Tout compte fait, les kiosques à journaux se sont imposés au Cameroun comme les
principaux canaux de distribution des journaux, ainsi qu‘en témoignent les statistiques. Les
kiosquiers constituent un maillon important dans le dispositif économique de la presse écrite.
Dans les années 1990, les kiosques à journaux avaient été le théâtre de la manifestation de la
gloire des journaux camerounais. C‘est en effet une période où les ventes avaient atteint leur
pic et où l‘on avait assisté à la pénurie de certains titres de journaux. Pourtant, comme nous
l‘avons mentionné d‘entrée, cette période n‘avait été que de courte durée. Comment
comprendre cette montée en puissance des journaux camerounais, mais surtout le déclin qui
s‘en est suivi. La prochaine section de ce chapitre tentera d‘apporter des éléments de réponses
à ce questionnement.
II- LES KIOSQUES À JOURNAUX, EN TANT QUE BAROMETRE DE
L’ÉTAT DE SANTEDE LA PRESSE ÉCRITECAMEROUNAISE
L‘évocation d‘une période dite prospère de la presse camerounaise traduit aussi
l‘existence de cette presse bien avant. C‘est la thèse que nous avons présentée dans la
précédente section. La presse écrite au Cameroun doit être distinguée selon les époques.
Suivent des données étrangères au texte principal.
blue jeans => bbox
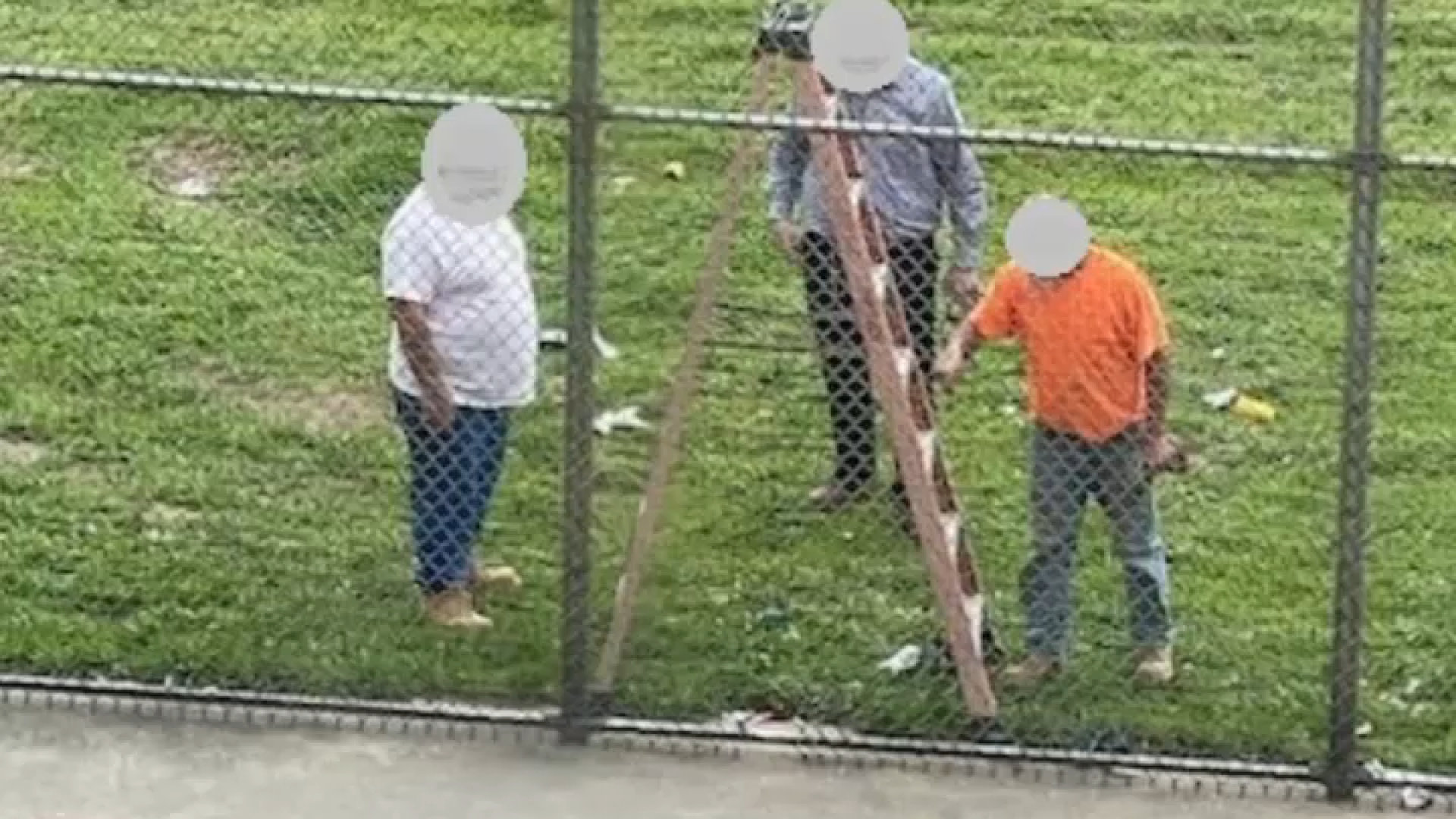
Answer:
[1021,425,1172,659]
[394,389,511,595]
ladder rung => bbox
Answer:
[869,264,890,302]
[896,347,916,381]
[940,512,961,551]
[920,427,937,475]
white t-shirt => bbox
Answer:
[380,187,540,408]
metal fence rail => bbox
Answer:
[0,0,1456,800]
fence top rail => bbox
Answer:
[8,64,1456,172]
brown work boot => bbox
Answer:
[810,481,869,512]
[1133,647,1175,685]
[425,588,492,628]
[466,564,521,588]
[1002,654,1062,686]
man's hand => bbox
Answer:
[945,267,986,321]
[774,218,804,259]
[419,384,456,433]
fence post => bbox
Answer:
[560,0,600,745]
[1325,0,1386,802]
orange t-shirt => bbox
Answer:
[971,245,1169,441]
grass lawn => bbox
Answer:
[0,0,1456,768]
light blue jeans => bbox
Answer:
[1021,425,1172,661]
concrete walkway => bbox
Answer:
[0,708,1350,819]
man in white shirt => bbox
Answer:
[380,187,538,628]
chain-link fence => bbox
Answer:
[0,0,1456,794]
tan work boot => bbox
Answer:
[425,588,492,628]
[1002,654,1062,685]
[467,564,521,588]
[1133,648,1175,685]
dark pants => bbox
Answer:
[799,233,937,503]
[394,391,511,595]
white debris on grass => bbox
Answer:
[592,406,652,436]
[878,644,924,675]
[538,326,622,362]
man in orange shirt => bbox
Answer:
[937,196,1181,682]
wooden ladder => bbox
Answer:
[592,6,996,718]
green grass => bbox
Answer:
[0,0,1456,767]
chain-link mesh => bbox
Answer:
[1357,5,1456,775]
[0,80,563,702]
[591,74,1344,759]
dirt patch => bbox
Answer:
[147,134,239,199]
[0,438,51,466]
[198,358,389,435]
[141,503,202,526]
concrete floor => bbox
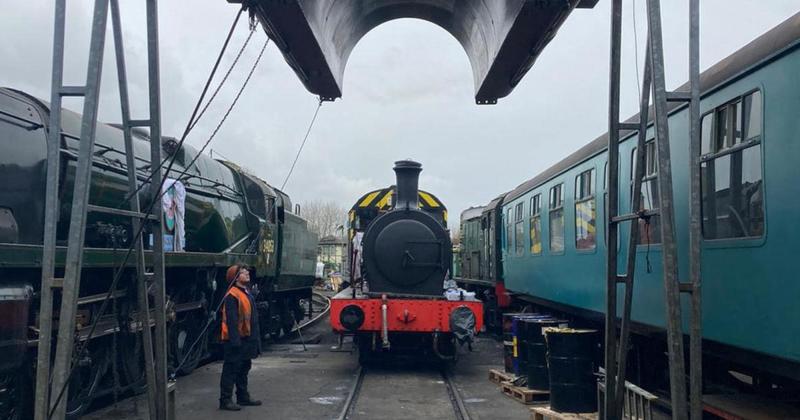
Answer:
[83,320,530,420]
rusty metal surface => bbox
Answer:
[244,0,597,103]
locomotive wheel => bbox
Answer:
[65,345,111,420]
[117,332,147,394]
[0,368,32,420]
[356,333,376,366]
[169,311,208,376]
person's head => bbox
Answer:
[225,264,250,286]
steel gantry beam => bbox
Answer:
[34,0,174,420]
[603,0,702,419]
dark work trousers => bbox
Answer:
[219,343,252,400]
[219,286,261,400]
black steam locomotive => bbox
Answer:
[331,160,483,362]
[0,89,317,419]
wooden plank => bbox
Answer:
[531,405,599,420]
[489,369,514,385]
[500,382,550,405]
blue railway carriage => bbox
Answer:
[500,14,800,383]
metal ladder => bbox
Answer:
[35,0,174,420]
[604,0,702,419]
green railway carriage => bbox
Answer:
[501,14,800,383]
[0,89,317,418]
[458,206,486,279]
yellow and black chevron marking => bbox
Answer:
[353,187,447,212]
[575,200,595,239]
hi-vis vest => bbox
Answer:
[220,286,253,341]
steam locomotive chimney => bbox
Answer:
[394,160,422,209]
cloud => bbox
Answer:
[0,0,797,226]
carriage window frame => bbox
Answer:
[514,201,525,255]
[505,207,513,254]
[547,182,567,255]
[697,88,769,244]
[573,167,597,254]
[628,141,663,246]
[528,193,543,255]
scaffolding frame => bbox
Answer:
[34,0,175,420]
[603,0,702,419]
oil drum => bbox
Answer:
[511,313,548,376]
[545,328,599,413]
[524,317,567,390]
[502,312,526,373]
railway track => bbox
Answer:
[337,366,471,420]
[292,292,331,332]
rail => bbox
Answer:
[336,366,471,420]
[292,292,331,332]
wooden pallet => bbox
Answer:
[531,405,599,420]
[489,369,514,385]
[500,382,550,405]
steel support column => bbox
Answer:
[647,0,688,419]
[604,0,702,419]
[147,0,168,420]
[34,0,67,420]
[35,0,174,420]
[689,0,703,420]
[111,0,160,419]
[603,0,624,419]
[51,0,108,419]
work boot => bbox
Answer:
[219,399,242,411]
[236,395,261,407]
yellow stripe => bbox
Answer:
[358,191,380,207]
[375,190,392,208]
[419,191,439,207]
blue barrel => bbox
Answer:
[545,328,599,413]
[524,317,567,391]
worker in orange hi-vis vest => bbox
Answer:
[219,264,261,411]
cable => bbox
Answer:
[631,0,649,103]
[189,29,256,131]
[281,98,322,191]
[162,38,269,192]
[120,8,248,207]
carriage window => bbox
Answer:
[700,91,764,239]
[550,184,564,252]
[514,203,525,255]
[530,194,542,255]
[575,169,597,250]
[506,209,512,252]
[631,140,661,245]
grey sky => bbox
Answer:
[0,0,800,230]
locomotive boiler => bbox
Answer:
[331,160,483,363]
[0,88,317,419]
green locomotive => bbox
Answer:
[0,89,317,418]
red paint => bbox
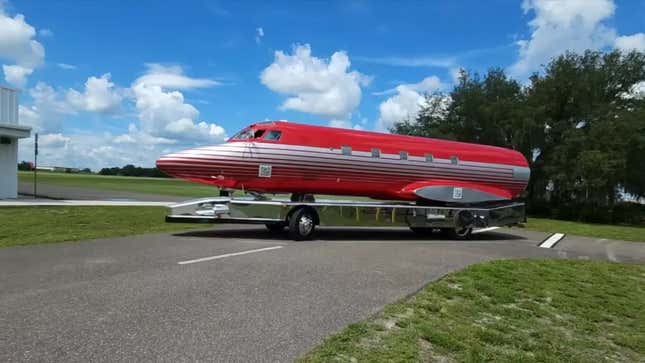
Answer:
[157,121,528,200]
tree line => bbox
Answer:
[391,51,645,223]
[99,164,169,178]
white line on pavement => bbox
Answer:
[472,227,499,233]
[177,246,284,265]
[0,200,174,207]
[539,233,564,248]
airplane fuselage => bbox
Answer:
[157,121,530,203]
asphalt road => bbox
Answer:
[0,226,645,362]
[18,183,187,202]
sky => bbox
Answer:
[0,0,645,170]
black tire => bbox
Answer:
[289,208,317,241]
[410,227,434,237]
[441,228,473,240]
[265,222,285,233]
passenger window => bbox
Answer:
[253,130,264,139]
[264,130,282,141]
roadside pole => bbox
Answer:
[34,133,38,199]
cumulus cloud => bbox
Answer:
[112,124,177,148]
[38,28,54,38]
[510,0,616,76]
[38,133,71,148]
[134,63,220,90]
[132,65,226,142]
[260,44,370,120]
[376,76,445,131]
[615,33,645,52]
[0,3,45,87]
[56,63,76,71]
[66,73,123,113]
[18,82,75,133]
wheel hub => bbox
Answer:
[298,216,314,235]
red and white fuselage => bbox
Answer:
[157,121,530,203]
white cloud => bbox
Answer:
[260,44,370,120]
[38,28,54,38]
[112,124,177,148]
[134,63,220,90]
[376,76,445,131]
[56,63,76,71]
[615,33,645,52]
[38,133,71,148]
[66,73,123,113]
[132,65,226,142]
[510,0,616,76]
[2,64,34,87]
[0,4,45,87]
[255,27,264,44]
[354,56,456,68]
[18,82,75,133]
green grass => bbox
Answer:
[301,260,645,362]
[525,218,645,242]
[18,171,370,201]
[0,207,205,247]
[18,171,218,198]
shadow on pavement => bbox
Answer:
[173,227,526,242]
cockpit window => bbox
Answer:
[264,130,282,141]
[231,129,254,140]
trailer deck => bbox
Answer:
[166,196,525,240]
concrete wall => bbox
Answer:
[0,139,18,199]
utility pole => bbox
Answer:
[34,133,38,199]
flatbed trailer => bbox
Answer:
[166,195,525,241]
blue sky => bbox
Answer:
[0,0,645,169]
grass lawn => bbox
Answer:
[525,217,645,242]
[18,171,218,198]
[0,207,205,247]
[301,259,645,362]
[18,171,370,201]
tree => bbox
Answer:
[392,51,645,223]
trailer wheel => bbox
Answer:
[289,208,317,241]
[441,227,473,240]
[265,222,285,233]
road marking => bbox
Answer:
[472,227,499,233]
[538,233,564,248]
[177,246,284,265]
[0,199,174,207]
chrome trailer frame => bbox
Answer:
[166,196,525,239]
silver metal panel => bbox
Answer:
[0,87,18,124]
[414,186,506,203]
[167,198,524,228]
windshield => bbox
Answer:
[231,129,280,140]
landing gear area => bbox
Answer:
[166,194,524,241]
Depuis les années 1950, où la presse se pose comme un outil stratégique œuvrant pour la
domination du pouvoir colonial, jusqu‘aux années 1990,où elle s‘inscrit dans la lutte pour les
libertés politiques et civiques, en passant par les années 1970,où elle se veut un moteur de
mobilisation autour des questions d‘unité nationale et de développement, les journaux ont
connu de multiples conditions. Les différentes dynamiques, qui ont travaillé le champ
journalistique, ont également permis de rendre compte de l‘existence d‘une opposition vive,
entre les médias du pouvoir et ceux naissants, dits indépendants. Pourtant, ces luttes observées
dans le passé n‘ont pas disparu. Au contraire, le champ journalistique est toujours le théâtre de
luttes symboliques entre différents acteurs sociaux.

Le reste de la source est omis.